Agen - 40

59 11 12
                                    

"Ehmmm, Mbak Gia jangan cium-cium. Muka Agan basah." Agan melenguh pelan saat merasakan bahwa ada benda kenyal mampir ke seluruh wajahnya.

Pria itu sedang terlelap. Namun, begitu ada liur basah menempel di wajah, Agan terusik. Tangannya mengusak dengan kasar.

"Ehm Mbak—"

"BANG!" Suara melengking khas seorang anak kecil terdengar tepat di telinga Agan. "BANG! ANUN!"

Agan membuka matanya dan sontak menoleh ke kanan di mana ada seorang anak kecil berambut lurus sebahu dengan piyama gambar hello kitty, terlihat duduk di atas kasur Agan. Tepat di samping Agan yang masih rebahan.

"Anun Abaaaang." Suara melengking dengan bicaranya yang cadel kembali tersengar. Katanya bermaksud untuk membangunkan sang Kakak.

"Kiaaa, kamu yang ciumin Abang, ya?" ucap Agan dengan suara serak dan memunggungi sang adik.

"Utan! Bongcor yang tium." kata Kia seraya menunjuk Bongsor, kucing anggora yang Abah adopsi 7 bulan yang lalu.

Agan melotot saat itu juga. Bongsor? Si kucing anggora dengan look muka belangsak dan pesek itu?
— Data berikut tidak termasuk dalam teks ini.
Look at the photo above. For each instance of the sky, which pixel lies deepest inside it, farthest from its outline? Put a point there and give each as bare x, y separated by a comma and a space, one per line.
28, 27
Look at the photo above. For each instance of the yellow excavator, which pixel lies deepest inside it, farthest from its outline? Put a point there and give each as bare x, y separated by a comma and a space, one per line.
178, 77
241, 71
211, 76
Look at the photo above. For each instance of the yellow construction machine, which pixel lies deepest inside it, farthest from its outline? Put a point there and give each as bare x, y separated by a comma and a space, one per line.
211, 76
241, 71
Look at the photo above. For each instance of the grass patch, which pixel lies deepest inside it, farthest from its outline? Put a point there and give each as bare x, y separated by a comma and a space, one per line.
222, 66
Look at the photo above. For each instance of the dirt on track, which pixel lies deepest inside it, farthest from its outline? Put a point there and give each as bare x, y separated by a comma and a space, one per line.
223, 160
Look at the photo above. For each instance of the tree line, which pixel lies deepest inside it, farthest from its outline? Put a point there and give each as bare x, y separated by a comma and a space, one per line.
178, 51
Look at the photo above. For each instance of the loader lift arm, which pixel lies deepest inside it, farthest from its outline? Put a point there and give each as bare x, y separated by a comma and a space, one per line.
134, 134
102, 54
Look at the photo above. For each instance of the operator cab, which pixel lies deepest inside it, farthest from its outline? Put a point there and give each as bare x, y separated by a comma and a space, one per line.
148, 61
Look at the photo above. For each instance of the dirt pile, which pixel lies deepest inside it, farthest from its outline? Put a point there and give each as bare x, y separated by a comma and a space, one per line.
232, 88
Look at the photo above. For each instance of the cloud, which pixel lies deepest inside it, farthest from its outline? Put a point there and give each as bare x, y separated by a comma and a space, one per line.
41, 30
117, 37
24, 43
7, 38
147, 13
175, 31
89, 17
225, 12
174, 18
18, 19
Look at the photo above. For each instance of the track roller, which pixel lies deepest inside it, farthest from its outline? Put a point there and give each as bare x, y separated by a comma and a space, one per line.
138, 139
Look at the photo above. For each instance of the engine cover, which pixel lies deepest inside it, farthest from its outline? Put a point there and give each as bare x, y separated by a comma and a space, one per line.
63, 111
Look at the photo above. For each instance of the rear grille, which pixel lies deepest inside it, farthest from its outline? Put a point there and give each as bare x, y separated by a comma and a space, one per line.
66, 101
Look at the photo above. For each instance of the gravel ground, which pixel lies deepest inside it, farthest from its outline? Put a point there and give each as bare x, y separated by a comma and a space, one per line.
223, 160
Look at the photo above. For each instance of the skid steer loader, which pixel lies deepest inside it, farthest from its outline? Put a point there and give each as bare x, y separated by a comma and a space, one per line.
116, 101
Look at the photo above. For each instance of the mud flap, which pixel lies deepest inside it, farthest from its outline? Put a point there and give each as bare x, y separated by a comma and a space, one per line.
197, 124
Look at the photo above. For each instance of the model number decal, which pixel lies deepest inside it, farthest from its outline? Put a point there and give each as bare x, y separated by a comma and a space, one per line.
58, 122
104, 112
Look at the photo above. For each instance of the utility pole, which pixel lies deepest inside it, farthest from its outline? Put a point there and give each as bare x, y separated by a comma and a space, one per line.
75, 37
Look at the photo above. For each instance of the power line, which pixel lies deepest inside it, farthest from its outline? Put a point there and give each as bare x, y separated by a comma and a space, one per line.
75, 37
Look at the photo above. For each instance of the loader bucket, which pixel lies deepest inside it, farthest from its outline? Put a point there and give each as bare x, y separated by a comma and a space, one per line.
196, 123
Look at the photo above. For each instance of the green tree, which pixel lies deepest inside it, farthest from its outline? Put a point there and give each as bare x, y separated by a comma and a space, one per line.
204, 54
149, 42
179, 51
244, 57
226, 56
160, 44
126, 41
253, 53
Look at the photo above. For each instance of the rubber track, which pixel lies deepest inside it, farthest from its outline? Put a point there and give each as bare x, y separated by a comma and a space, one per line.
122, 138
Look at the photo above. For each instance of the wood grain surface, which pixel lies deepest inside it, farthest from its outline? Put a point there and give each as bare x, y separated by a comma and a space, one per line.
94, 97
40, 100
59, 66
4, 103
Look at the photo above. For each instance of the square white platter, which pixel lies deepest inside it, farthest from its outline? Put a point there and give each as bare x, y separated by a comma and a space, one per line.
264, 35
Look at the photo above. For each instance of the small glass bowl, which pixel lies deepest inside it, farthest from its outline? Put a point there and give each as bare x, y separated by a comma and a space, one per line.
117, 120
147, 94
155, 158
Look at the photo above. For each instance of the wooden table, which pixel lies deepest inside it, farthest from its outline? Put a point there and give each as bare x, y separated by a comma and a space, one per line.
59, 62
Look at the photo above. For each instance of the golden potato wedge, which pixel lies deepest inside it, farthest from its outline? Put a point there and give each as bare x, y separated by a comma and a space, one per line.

Buru-buru Agan mengangkat kepala dan mencari keberadaan Bongsor yang ternyata sedang nangkring di atas tumpukan baju milik Agan.

Pria itu mendengkus sebal dan sontak mengelap wajah yang penuh dengan air liur Bongsor itu dengan selimut. Iuh, liur anabul!

"Abang anuuun." Kia menggoyangkan tubuh Kakaknya agar Agan segera bangkit.

"Abang ngantuk." tanggap Agan sambil meraih boneka paus yang sedari tadi dipeluk oleh sang adik. "Kia kenapa udah bangun? Ini 'kan masih jam 6." tanyanya lembut pada Kia.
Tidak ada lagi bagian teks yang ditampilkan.